L’histoire que propose la romancière est tissée serrée et animée par des personnages à fortes personnalités, des êtres d’exception qui se complètent les uns les autres. Dire qu’il s’agit d’une histoire de famille est un euphémisme et la narratrice, Ève Leroy, est une anecdotière talentueuse. Nous sommes dans la ville de Québec où elle travaille dans un bureau de comptables où règne un esprit d’équipe, d’entraide et d’amitié; il faut dire que l’écrivaine a imaginé des collègues aux personnalités complémentaires – David, Marie-Hélène et Monique, la patronne – au travail comme dans les activités sociales qu’ils organisent selon un calendrier établi depuis longtemps.Ève Leroy, comptable? C’est la
question que son père Jacques, ingénieur en ponts et chaussées, s’est posée
lorsqu’elle lui apprit jadis son choix de carrière. Fille unique, Ève a eu tout
l’intérêt de ses parents; alors que sa mère pondérait les excès d’humour
fallacieux de son époux, Ève joutait avec son père qui lui jouait les tours pendables
en usant de son humour démesuré.
À preuve, la quête à laquelle il
oblige sa fille, sujet du roman.
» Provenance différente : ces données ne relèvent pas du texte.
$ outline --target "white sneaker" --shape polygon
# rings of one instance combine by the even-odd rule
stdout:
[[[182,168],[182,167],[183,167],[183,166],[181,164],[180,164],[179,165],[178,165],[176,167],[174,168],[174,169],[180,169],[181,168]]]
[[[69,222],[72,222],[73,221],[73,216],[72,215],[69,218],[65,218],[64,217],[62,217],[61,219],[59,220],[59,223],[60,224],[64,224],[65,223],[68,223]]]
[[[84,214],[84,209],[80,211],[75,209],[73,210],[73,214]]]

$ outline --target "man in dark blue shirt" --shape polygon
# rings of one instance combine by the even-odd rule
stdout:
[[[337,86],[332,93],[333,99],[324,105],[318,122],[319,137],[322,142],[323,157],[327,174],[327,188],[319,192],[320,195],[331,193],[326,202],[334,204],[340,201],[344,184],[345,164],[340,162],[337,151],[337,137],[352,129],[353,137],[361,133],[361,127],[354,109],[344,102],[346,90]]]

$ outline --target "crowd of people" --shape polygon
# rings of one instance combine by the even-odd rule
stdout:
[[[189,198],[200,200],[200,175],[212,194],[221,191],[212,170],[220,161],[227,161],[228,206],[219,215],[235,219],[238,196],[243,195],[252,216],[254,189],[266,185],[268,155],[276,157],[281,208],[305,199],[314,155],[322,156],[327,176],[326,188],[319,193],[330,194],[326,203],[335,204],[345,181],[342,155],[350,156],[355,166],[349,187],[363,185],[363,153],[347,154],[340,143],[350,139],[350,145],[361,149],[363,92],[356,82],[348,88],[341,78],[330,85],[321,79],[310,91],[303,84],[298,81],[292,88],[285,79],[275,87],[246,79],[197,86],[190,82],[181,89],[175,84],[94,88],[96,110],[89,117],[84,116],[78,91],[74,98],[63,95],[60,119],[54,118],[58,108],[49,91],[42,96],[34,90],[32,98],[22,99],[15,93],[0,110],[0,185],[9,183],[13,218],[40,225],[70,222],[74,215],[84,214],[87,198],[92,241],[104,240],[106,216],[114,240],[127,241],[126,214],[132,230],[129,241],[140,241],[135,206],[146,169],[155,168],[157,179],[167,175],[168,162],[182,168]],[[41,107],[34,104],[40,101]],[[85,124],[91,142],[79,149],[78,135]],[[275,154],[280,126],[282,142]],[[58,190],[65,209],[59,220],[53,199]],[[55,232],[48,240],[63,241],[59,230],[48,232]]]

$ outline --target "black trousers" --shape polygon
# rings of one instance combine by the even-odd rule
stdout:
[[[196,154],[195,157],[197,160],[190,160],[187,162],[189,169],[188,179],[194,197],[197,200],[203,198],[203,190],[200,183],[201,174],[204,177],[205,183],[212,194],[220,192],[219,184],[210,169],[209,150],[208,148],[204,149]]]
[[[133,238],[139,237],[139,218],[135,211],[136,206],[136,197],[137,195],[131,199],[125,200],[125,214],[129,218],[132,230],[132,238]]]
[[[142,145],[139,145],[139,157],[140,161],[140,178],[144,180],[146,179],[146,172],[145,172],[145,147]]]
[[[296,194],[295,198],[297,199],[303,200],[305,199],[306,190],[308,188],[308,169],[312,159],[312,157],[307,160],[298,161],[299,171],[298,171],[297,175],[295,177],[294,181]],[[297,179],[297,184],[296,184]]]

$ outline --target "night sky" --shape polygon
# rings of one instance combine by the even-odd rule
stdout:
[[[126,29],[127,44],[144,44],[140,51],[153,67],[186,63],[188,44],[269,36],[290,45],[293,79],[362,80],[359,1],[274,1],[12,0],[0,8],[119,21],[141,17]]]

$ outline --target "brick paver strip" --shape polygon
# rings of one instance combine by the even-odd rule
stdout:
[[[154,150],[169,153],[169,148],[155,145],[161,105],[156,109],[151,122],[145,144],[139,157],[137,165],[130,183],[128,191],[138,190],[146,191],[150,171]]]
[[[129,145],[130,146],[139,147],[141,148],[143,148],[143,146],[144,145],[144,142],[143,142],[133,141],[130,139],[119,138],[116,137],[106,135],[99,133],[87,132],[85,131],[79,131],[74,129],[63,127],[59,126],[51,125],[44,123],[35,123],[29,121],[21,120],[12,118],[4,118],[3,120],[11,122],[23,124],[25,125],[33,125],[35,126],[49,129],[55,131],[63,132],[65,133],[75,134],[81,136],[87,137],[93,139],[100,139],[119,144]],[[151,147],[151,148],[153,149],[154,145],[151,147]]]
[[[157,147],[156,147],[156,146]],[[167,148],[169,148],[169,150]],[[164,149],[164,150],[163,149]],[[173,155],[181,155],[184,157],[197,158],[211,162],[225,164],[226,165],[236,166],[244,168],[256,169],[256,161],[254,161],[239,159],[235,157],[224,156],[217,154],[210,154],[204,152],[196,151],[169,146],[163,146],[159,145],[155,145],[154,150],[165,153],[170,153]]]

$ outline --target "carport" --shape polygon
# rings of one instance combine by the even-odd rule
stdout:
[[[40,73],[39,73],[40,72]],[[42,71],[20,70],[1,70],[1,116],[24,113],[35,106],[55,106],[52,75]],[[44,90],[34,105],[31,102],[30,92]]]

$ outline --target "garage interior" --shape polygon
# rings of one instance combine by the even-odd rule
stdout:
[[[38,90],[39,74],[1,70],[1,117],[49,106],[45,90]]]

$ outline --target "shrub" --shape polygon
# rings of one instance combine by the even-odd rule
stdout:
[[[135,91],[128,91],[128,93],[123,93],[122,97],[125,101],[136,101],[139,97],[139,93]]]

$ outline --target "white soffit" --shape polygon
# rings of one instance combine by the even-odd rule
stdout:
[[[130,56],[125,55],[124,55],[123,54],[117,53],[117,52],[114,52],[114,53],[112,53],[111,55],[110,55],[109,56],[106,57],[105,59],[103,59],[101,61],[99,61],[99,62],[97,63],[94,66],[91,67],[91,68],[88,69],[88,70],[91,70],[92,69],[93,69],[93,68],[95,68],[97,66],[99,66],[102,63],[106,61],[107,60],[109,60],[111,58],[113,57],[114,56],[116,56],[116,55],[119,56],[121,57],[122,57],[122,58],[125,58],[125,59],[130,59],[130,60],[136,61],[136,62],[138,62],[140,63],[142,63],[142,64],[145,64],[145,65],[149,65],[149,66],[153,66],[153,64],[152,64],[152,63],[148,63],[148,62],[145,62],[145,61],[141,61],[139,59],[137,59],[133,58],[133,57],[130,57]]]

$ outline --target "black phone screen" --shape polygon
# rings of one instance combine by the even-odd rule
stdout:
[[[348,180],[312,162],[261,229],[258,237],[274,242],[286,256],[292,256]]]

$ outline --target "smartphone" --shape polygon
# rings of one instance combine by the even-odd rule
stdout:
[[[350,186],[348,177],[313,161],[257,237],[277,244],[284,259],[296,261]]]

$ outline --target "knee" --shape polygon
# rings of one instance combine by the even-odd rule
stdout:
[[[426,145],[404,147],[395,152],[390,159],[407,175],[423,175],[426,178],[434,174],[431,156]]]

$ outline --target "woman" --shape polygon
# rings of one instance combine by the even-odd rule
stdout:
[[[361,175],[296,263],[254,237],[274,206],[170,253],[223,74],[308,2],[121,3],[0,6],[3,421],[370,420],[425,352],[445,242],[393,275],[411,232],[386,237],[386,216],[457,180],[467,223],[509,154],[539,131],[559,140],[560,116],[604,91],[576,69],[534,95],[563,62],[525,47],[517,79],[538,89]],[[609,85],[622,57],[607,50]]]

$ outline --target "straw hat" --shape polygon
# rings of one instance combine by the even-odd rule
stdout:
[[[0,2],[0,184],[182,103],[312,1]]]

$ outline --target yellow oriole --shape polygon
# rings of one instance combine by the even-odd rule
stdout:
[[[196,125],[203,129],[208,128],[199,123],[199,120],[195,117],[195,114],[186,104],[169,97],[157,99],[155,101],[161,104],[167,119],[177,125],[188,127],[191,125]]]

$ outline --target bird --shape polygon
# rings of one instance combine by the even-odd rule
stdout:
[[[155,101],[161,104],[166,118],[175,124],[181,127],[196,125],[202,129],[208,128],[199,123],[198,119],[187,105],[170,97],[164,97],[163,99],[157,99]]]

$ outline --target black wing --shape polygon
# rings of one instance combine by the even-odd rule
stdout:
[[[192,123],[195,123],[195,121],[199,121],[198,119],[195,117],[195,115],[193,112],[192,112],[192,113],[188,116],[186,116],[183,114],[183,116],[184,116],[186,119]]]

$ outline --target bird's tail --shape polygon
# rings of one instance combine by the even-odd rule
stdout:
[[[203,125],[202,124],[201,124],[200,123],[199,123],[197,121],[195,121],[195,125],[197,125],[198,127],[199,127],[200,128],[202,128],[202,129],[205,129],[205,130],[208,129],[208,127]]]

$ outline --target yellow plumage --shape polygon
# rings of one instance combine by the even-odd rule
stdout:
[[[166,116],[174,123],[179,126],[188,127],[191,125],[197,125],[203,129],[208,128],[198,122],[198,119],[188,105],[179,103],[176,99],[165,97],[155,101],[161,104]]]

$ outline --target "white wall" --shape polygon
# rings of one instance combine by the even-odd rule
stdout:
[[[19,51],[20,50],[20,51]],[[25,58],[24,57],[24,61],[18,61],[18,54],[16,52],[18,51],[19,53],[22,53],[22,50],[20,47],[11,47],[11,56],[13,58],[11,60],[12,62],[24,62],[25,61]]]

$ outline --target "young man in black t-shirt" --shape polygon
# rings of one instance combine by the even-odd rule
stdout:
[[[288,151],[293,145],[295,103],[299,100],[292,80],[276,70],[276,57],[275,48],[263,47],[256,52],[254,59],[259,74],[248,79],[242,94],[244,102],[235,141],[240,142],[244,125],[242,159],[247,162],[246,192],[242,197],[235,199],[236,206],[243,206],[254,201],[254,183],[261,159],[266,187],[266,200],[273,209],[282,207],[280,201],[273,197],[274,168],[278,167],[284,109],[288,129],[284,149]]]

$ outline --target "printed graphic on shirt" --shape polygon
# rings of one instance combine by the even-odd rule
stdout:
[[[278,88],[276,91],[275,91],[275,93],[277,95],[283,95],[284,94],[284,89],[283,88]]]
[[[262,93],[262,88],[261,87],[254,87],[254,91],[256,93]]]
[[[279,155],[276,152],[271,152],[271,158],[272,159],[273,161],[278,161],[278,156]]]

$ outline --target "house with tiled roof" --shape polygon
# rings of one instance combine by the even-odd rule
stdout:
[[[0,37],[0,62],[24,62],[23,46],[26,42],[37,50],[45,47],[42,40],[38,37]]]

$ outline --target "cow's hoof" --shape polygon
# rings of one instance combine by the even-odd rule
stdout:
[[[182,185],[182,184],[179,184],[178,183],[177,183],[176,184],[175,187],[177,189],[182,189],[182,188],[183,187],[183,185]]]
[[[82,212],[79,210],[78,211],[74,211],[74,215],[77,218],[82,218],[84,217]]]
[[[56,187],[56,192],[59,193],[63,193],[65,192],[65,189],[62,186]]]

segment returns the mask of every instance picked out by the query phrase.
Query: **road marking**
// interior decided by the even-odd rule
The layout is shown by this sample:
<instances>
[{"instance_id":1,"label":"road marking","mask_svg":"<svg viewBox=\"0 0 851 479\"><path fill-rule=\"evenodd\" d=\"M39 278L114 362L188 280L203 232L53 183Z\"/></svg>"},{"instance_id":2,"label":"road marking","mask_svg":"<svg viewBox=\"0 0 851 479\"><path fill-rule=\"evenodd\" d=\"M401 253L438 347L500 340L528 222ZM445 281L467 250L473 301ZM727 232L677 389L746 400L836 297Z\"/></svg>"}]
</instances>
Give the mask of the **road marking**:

Il suffit d’un appel de la Maison funéraire Le
Souvenir pour qu’Ève apprenne que les cendres de son défunt père sont disponibles
et lui demande quand elle en prendra livraison. Impossible, croit-elle, Jacques
étant en Floride, photos à l’appui. D’ailleurs, comment se fait-il qu’il soit là-bas,
lui qui a toujours détesté le mode de vie des villégiateurs floridiens? Après
avoir confirmé auprès de Robert, membre du trio d’amis de Jacques avec Rémi et
Charles, que ce dernier est bel et bien au soleil, elle se rend à l’appartement
de son père où elle apprend qu’il n’y habite plus depuis un mois. De surprise
en surprise, un appel de Maître Jérémie Savoie, notaire, l’informe du décès de
son père, ce dernier l’ayant chargé de réaliser ses dernières volontés et qu’il
doit la rencontrer dès que possible.
Jérémie Savoie, notaire et planchiste,
a d’abord refusé les demandes testamentaires de Jacques Leroy, croyant qu’elles
dépassaient ses compétences. Devant l’insistance de son client, il a cédé. « Maître
Savoie [de lui dire Jacques], vous êtes le candidat idéal, celui que ma fille
pourrait le moins détester. » Le notaire regrette le message de la Maison
funéraire, car ce devait être à lui d’annoncer la triste nouvelle. Reprenant le
scénario prévu, il tend une clé USB à Ève sur laquelle le défunt lui a adressé « une
vidéo où il explique sa démarche ». Elle refuse d’écouter le message sur
place et préfère revenir pour la suite des choses. Décidément, même « mort,
mon père réussi à me mettre en colère », dit-elle.
Ève connaît « les trois
règles de la philosophie paternelle depuis [son] enfance : 1. Il faut rire
parce ce que ce n’est pas drôle; 2. Il ne faut pas pleurer parce que c’est encore
plus triste; et 3. Si on mange une claque en pleine face, il faut rester debout
pour être en mesure d’une retourner une solide. » C’est mieux qu’il en
soit ainsi, car elle n’est pas au bout de ses surprises. Ainsi, le notaire lui
remet les clés du dernier logement de Jacques, lui apprend qu’elle est la seule
héritière des biens de son père qui lui lègue également son frère Émile, son « legs
le plus précieux ». Jacques a rapatrié son demi-frère à Québec pour
prendre soin de lui qui souffre d’une légère perte d’autonomie; il l’a installé
à la Résidence Le Colibri où le personnel veille sur lui, notamment Sophie
Bouchard, et Ginette Poulin mène l’établissement d’une main de fer.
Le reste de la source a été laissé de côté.